37. The method according to claim 36, wherein the light field of the read beam is defined in the intermediate plane as a plane wave, and wherein the read beam is taken into account in the calculation by a doubling of the phase difference field between the intermediate plane and the hologram surface and the light field of the read beam is ignored afterwards.

38. The method according to claim 28, wherein an optimization algorithm is used for the calculation of the hologram.

39. The method according to claim 28, wherein the non-planar surface is calculated or approximated by means of a mathematical and/or numerical function.

40. The method according to claim 39, wherein one of a cylindrical surface, a spherical surface, a parabolic surface or a sinusoidal surface is used.

41. The method according to claim 28, wherein the phase shift caused by an optical element arranged in the beam path is taken into account.

42. The method for producing a computer-generated hologram on a non-planar surface, comprising the steps of

calculating the hologram with the aid of a method according to claim 28,

writing the hologram to a storage medium arranged in planar fashion with the aid of a writing device, and

fixing the planar storage medium on a non-planar surface, whereby the material layer of the storage medium that carries the hologram assumes the non-planar form.

43. The method according to claim 42, further comprising the step of

selecting the hologram from the planar storage medium and reconstructing the hologram for quality control, with the aid of a device according to claim 47.

44. A storage medium for a computer-generated hologram, comprising

at least one optically variable non-planar material layer in which the hologram is written,

wherein reconstructing of the hologram leads to reconstructing of the information in an order which has a better resolution in comparison with the reconstructing in the same order with an opposite sign.
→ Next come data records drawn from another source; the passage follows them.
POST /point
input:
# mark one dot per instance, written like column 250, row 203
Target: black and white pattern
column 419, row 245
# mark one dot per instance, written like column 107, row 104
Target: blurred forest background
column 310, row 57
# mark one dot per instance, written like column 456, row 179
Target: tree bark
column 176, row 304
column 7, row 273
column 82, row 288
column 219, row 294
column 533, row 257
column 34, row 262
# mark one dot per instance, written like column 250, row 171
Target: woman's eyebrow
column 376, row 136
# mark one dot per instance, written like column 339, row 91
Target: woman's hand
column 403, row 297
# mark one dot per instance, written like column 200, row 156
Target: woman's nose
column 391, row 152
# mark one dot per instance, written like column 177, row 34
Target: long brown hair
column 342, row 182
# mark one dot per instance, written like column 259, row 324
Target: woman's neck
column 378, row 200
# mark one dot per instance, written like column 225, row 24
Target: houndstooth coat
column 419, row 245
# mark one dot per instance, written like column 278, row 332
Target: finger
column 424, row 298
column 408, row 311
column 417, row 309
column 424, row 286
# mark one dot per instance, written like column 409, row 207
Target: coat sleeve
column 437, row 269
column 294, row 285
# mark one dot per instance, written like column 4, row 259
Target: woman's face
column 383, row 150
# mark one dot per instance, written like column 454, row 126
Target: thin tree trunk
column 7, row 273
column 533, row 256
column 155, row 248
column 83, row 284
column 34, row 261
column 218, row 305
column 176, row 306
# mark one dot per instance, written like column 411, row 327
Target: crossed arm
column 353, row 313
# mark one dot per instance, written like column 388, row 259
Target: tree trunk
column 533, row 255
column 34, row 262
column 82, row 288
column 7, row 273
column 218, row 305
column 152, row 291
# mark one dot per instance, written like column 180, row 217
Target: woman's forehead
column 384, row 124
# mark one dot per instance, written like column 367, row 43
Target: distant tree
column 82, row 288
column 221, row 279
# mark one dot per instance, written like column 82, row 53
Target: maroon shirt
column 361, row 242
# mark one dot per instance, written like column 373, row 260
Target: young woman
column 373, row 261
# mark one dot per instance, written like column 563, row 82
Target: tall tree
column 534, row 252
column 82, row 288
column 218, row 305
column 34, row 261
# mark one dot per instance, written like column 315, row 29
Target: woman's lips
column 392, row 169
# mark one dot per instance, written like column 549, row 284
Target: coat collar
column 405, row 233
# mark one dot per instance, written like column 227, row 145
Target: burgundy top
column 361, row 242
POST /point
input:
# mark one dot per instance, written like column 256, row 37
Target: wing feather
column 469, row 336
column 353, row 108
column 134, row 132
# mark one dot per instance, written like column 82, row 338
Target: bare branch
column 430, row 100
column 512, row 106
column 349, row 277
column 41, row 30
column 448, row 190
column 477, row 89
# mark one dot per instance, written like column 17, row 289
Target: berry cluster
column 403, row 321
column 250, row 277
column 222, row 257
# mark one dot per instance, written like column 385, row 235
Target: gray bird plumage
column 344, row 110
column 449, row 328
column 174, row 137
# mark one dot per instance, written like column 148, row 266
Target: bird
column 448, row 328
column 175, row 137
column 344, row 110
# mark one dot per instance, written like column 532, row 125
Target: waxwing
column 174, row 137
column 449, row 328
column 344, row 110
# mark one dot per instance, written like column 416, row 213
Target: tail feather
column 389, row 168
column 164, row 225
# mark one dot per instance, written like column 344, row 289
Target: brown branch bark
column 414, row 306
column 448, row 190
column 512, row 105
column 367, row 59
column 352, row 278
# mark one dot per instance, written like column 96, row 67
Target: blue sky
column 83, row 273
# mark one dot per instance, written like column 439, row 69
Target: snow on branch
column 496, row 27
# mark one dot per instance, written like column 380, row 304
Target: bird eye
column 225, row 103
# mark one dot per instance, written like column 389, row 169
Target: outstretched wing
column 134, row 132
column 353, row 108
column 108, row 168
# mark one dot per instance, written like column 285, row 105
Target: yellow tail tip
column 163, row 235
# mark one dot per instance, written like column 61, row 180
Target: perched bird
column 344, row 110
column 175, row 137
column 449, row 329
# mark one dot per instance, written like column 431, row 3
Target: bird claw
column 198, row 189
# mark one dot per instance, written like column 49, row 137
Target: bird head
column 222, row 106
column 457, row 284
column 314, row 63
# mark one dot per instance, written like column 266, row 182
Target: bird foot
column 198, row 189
45. The storage medium according to claim 44, wherein the non-planar surface is calculated or approximated by means of a mathematical and/or numerical function.
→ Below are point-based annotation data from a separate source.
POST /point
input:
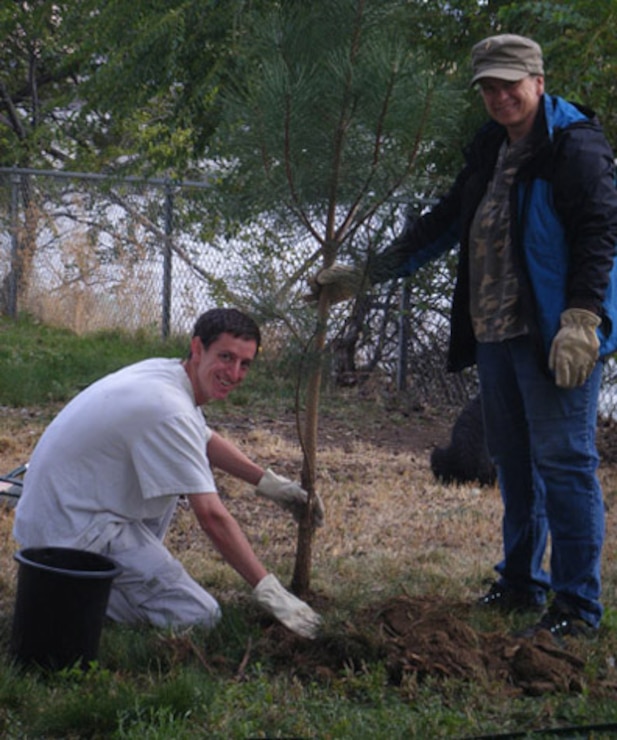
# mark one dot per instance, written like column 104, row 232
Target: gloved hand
column 291, row 611
column 574, row 351
column 290, row 496
column 341, row 281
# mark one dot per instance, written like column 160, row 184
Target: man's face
column 513, row 104
column 216, row 371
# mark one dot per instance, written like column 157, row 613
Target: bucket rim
column 25, row 556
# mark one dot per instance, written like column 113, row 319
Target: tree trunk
column 302, row 570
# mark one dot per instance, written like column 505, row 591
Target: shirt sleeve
column 170, row 457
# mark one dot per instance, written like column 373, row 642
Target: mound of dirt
column 419, row 638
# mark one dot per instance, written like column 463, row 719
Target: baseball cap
column 506, row 57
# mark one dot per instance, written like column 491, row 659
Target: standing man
column 107, row 473
column 534, row 211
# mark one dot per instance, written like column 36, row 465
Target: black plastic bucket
column 60, row 606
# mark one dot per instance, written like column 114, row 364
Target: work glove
column 574, row 351
column 290, row 496
column 342, row 282
column 291, row 611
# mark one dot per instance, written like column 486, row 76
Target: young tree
column 333, row 112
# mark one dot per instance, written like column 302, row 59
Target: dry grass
column 389, row 526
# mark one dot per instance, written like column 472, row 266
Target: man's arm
column 226, row 536
column 288, row 495
column 224, row 455
column 229, row 540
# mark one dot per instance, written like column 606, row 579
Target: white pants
column 154, row 587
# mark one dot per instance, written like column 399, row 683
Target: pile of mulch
column 422, row 637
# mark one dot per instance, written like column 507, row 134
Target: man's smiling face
column 216, row 371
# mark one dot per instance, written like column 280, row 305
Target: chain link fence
column 91, row 252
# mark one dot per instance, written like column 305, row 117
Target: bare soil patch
column 387, row 516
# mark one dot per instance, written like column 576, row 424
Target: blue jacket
column 563, row 221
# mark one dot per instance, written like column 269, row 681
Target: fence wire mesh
column 89, row 252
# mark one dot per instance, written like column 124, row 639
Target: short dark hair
column 211, row 324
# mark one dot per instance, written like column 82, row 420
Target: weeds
column 390, row 530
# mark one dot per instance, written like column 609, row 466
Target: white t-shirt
column 121, row 451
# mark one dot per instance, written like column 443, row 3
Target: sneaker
column 509, row 600
column 560, row 622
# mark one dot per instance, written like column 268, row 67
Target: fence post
column 14, row 274
column 167, row 261
column 403, row 338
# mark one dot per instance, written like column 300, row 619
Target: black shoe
column 509, row 600
column 561, row 622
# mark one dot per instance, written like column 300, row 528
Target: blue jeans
column 542, row 441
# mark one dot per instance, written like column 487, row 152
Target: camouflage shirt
column 494, row 284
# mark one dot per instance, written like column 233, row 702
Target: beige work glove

46. The Storage medium according to claim 45, wherein the non-planar surface is one of a cylindrical surface, a spherical surface, a parabolic surface or a sinusoidal surface.

47. A device for reconstructing a computer-generated hologram arranged on a non-planar surface of a storage medium, comprising

a light source,

recording means for recording the reconstruction,

an optical element for at least partly compensating for a non-planar surface disposed ill a beam path between a light source and a recording means.
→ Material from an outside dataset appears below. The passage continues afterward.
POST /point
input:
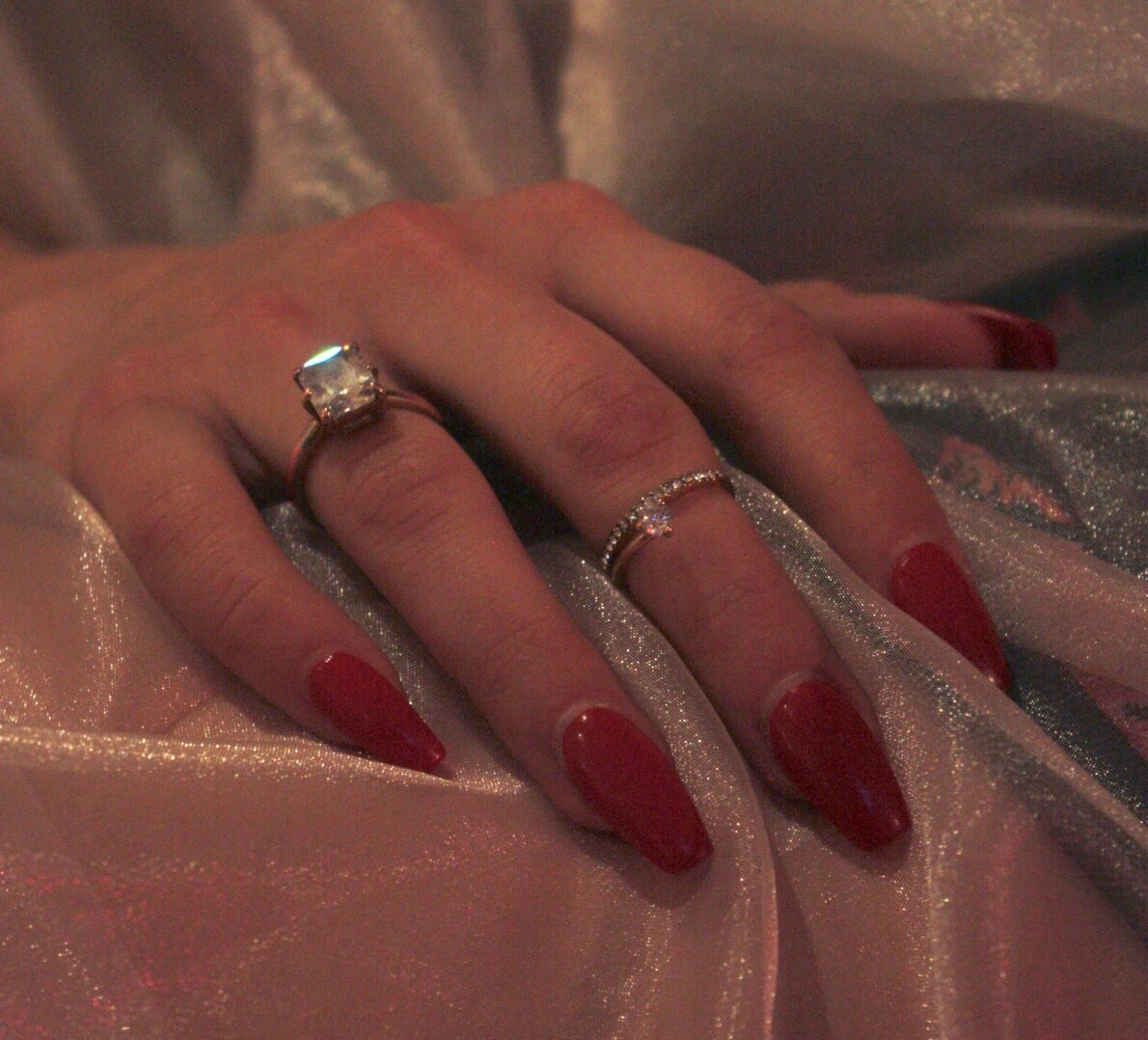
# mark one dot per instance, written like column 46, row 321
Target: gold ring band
column 652, row 519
48. A device according to claim 47, wherein a beam splitter (10) is provided in the beam path.

49. The device according to claim 48, wherein the optical element is arranged in the beam path between the storage medium and the beam splitter.

50. The device according to claim 48, wherein the optical element is arranged in the beam path between the light source and the beam splitter.

51. The device according to claim 48, wherein the optical element is arranged in the beam path between the beam splitter and the recording means.

52. The device according to claim 47, wherein the optical element is arranged such that it can be pivoted into the beam path.

53. The device according to claim 47, wherein the optical element completely compensates for the non-planar surface.

54. The device according to claim 47, wherein the hologram arranged on the storage medium has been calculated according to claim 37, and the optical element partly compensates for the non-planar surface.